Notre programme « petit budget » pour 10 jours sur l’île de Santa Cruz (tarifs 2018)

Dimanche 6 mai

Arrivée sur l’île et découverte de la ville

Bus de Baltra au Canal : gratuit

Bateau pour traverser le canal : 1$/personne

Bus pour Puerto Ayora : 2$/personne

Lundi 7 mai

Station Darwin

Lagune Las Ninfas

Découverte de la Playa Brava et de Tortuga Bay

Gratuit

Gratuit

Gratuit

Mardi 8 mai

Baignade et snorkeling à la Plage Estacion

Démarchage des agences d’excursion

Visite de la ville

Gratuit

Gratuit

Gratuit

Mercredi 9 mai

Baignade et snorkeling à Tortuga Bay

Repérage shopping (timbres hors de prix!!)

Gratuit
Jeudi 10 mai

Baignade et snorkeling à Las Grietas et la plage des Allemands

Bateau-taxi : 2$ aller-retour/personne

Vendredi 11 mai

Sortie vélo :

– Los Gemelos

– La réserve El Chato

Location vélo : 10$/personne

Gratuit

5$/personne

Samedi 12 mai

Excursion plongée sous-marine :

2 plongées à 2 spots différents

150$/personne/2 plongées

Dimanche 13 mai

Repos, flânage dans la ville, observation des lions de mer, requins, iguanes marins et oiseaux à l’embarcadère…

Gratuit
Lundi 14 mai

Shopping, observation à la criée

Canoë à Tortuga Bay

 –

10$/pers pour 1h30

Mardi 15 mai

Snorkeling et baignade à la plage des Allemands

Bateau-taxi : 2$ aller-retour/personne

Mercredi 16 mai

Retour à l’aéroport de Baltra

Bus de Puerto Ayora au Canal d’Itabaca : 2$/personne

Bateau pour traverser le canal : 1$/personne

Bus du Canal à l’aéroport : gratuit

Le complexe scientifique « station Darwin » : tout le long du chemin qui mène à la station, il y a divers panneaux explicatifs sur le centre, sur les tortues, sur la faune et la flore de l’île.

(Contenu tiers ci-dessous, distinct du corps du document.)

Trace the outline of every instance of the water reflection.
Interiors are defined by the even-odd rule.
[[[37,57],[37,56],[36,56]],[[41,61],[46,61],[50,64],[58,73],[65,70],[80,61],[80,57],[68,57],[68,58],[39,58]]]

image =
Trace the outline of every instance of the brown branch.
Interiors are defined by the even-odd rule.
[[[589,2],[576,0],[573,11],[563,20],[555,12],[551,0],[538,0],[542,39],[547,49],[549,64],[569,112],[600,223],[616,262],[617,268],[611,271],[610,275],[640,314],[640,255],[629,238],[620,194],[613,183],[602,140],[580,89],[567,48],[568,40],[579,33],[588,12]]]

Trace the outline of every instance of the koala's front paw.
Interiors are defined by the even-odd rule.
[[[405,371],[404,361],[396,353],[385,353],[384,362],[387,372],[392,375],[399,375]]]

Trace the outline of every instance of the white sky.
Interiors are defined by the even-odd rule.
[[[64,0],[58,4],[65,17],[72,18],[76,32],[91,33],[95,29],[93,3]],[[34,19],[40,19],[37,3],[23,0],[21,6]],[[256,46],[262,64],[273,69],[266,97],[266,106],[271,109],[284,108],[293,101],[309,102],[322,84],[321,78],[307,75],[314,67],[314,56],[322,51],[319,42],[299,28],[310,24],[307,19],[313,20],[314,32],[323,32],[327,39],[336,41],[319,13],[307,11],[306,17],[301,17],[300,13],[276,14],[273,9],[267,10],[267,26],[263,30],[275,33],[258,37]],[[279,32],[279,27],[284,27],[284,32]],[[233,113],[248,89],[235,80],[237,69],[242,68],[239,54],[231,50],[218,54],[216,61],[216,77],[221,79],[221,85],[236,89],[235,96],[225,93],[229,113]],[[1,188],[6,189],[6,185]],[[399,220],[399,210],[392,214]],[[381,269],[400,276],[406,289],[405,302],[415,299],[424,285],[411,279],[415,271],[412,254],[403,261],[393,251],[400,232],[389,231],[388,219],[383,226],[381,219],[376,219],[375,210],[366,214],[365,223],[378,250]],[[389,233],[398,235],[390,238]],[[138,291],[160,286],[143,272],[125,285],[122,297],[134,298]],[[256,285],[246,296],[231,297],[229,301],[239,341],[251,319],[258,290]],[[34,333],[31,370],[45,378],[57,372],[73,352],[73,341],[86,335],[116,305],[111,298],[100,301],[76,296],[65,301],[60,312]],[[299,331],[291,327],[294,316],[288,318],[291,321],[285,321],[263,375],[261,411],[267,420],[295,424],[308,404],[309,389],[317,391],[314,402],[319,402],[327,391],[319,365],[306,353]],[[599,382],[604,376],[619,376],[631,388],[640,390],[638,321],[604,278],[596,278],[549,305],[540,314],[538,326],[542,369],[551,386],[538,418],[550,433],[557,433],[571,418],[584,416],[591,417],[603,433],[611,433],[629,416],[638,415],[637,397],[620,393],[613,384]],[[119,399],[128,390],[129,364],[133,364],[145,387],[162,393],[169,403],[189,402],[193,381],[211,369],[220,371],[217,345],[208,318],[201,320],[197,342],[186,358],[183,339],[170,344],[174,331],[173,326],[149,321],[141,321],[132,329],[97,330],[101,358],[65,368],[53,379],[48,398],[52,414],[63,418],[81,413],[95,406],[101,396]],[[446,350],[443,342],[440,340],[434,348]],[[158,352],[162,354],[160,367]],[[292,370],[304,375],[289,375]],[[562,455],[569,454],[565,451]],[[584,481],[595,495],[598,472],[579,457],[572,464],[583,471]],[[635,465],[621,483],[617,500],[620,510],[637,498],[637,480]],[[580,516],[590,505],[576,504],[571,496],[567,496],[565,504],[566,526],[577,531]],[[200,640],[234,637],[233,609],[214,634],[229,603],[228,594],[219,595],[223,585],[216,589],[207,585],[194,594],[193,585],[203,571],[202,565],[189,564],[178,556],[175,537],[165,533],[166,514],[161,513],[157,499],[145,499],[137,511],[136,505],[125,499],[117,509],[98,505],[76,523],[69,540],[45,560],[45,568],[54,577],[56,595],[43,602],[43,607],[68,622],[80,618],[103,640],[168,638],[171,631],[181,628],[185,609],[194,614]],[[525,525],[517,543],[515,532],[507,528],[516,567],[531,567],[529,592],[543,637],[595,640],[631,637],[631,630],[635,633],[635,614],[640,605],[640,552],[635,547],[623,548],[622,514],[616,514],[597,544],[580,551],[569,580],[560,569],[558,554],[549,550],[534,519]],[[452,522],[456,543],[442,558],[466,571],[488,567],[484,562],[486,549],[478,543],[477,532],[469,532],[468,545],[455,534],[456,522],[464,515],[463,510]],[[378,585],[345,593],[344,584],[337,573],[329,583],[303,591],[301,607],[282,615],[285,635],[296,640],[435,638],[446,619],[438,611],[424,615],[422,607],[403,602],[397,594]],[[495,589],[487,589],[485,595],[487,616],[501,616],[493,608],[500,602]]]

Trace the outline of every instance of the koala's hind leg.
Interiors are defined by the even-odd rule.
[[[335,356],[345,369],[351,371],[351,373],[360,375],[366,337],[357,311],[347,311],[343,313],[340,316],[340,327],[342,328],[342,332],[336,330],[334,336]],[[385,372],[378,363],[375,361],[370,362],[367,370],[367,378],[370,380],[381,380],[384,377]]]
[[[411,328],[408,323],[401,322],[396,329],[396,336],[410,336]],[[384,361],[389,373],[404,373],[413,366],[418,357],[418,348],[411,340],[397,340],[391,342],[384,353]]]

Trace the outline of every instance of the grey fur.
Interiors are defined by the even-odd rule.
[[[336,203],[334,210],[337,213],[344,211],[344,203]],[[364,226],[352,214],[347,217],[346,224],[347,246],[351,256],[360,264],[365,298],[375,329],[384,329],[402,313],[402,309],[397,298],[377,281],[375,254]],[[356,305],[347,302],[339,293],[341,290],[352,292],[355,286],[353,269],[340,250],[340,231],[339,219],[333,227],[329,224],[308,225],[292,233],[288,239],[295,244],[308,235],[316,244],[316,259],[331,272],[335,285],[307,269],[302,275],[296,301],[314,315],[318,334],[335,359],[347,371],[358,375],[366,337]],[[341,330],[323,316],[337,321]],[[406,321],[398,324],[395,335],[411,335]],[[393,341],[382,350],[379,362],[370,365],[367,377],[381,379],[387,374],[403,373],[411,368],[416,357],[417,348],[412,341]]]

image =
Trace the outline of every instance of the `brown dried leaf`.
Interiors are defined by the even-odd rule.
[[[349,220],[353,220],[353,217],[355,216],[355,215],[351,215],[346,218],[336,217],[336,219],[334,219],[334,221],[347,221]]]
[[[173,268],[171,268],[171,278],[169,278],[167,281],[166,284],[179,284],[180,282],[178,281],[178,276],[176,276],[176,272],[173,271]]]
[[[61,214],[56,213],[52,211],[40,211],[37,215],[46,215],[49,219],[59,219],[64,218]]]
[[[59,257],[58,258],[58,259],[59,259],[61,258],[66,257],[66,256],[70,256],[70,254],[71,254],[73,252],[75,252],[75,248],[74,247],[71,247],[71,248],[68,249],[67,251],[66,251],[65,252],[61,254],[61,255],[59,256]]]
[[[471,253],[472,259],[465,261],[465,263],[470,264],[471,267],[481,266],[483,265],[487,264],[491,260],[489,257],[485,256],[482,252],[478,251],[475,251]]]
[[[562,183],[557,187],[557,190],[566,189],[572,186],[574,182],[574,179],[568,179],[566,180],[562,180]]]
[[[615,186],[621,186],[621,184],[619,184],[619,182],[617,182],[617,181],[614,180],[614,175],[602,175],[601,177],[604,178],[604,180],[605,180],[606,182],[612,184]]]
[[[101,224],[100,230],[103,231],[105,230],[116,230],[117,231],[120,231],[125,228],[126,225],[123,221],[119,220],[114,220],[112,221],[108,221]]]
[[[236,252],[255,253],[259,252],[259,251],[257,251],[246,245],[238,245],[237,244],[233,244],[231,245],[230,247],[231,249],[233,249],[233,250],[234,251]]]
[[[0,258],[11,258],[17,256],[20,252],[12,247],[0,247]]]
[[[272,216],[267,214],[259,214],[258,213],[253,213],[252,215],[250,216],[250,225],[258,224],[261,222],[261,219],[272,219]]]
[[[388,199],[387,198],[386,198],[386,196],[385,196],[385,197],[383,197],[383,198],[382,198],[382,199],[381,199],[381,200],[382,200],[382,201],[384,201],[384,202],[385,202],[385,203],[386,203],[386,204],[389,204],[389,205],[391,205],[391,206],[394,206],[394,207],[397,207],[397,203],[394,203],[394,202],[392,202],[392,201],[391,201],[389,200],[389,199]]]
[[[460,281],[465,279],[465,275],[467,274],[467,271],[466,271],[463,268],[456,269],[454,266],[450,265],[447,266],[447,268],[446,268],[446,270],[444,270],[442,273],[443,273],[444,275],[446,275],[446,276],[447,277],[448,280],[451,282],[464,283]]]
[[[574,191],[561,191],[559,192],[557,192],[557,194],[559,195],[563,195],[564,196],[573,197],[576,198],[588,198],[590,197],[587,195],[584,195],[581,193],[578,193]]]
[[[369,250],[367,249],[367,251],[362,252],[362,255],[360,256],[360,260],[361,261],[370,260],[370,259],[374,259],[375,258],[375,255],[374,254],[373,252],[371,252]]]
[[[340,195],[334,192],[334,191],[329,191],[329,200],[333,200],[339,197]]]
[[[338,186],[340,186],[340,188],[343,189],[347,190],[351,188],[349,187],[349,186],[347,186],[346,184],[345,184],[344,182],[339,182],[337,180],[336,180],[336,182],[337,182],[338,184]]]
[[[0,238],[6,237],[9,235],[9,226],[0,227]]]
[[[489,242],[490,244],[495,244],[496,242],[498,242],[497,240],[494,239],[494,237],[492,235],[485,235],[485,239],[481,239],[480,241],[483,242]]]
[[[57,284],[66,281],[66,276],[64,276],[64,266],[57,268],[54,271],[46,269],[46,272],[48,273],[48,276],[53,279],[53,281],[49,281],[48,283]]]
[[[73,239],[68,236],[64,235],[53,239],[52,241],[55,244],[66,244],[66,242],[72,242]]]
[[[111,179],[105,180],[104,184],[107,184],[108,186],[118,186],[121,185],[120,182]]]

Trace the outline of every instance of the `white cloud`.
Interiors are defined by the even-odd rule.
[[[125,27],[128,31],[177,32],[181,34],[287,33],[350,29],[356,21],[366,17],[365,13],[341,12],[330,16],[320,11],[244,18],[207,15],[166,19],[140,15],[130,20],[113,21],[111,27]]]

Une fois arrivés au complexe, nous sommes un peu perdus et un peu perplexe. Il n’y a pas un chat, cela semble désert. Nous ne savons pas si nous avons le droit de rentrer dans certains bâtiments ou pas. Nous finissons par entrer dans un musée où on y trouve un squelette de baleine, des photos, des carapaces de tortues, des insectes épinglés, c’est intéressant. Nous continuons notre parcours dans le complexe et survolons (nous devons bien avouer) les panneaux explicatifs (car en espagnol et en anglais).

Grâce aux diverses salles d’expo, nous apprenons que les tortues géantes sont les plus gros reptiles sur terre et qu’on ne les trouve qu’à deux endroits : aux Galápagos et à l’Atoll Aldabra (océan indien). Avant, il y en avait sur tous les continents (sauf l’Antarctique). Nous apprenons également que ces tortues mangent au moins 70 espèces de plantes, et beaucoup de fruits dont les graines restent intactes dans le système digestif. Vous voyez où je veux en venir ?! Bin le caca des tortues contient des centaines de graines, ce qui aide les plantes à se répandre et à survivre sur les îles Galapagos. La nature est bien faite hin ?!

Nous faisons une pause à une sorte de kiosque « observatoire » d’oiseaux. Nous on s’y assoit car il fait bien chaud quand même et qu’on trotte depuis un moment. Mais effectivement, plusieurs oiseaux s’approchent et font leurs curieux. On voit aussi de nombreux lézards, de différentes espèces, de différentes tailles que l’on croisera au final tout le long de la journée, enfin, tout le long de notre séjour.

On continue notre chemin et on arrive au centre d’élevage où l’on découvre les plus grosses tortues du monde, dont la fameuse tortue Galápagos dont il ne reste que 15 000 exemplaires aujourd’hui. Ici, les œufs sont récoltés et incubés et les tortues y sont élevées jusqu’à l’âge de 4 ans puis relâchées sur leur île d’origine.

Nous observons une première tortue originaire de l’île de Floreana. Elle est impressionnante, elle est énorme, a un très long cou et une tête rigolote. Ses mouvements sont excessivement lents. On l’observe manger. D’enclos en enclos on découvre cet animal majestueux. C’est vraiment chouette, d’autant plus que nous sommes seuls au monde.

Dans ce centre d’élevage, il y a également quelques iguanes. Au Galápagos, il y a 2 espèces d’iguanes terrestres qui n’existent nul part ailleurs. Ces deux espèces font parties des plus grandes du monde. Les iguanes terrestres sont extrêmement vulnérables à l’activité humaine. Abîmer leur habitat pourrait rapidement causer leur extinction. Avant, sur l’île de Santa Cruz, il y en avait plus de 10 000, aujourd’hui, il y en a moins de 100.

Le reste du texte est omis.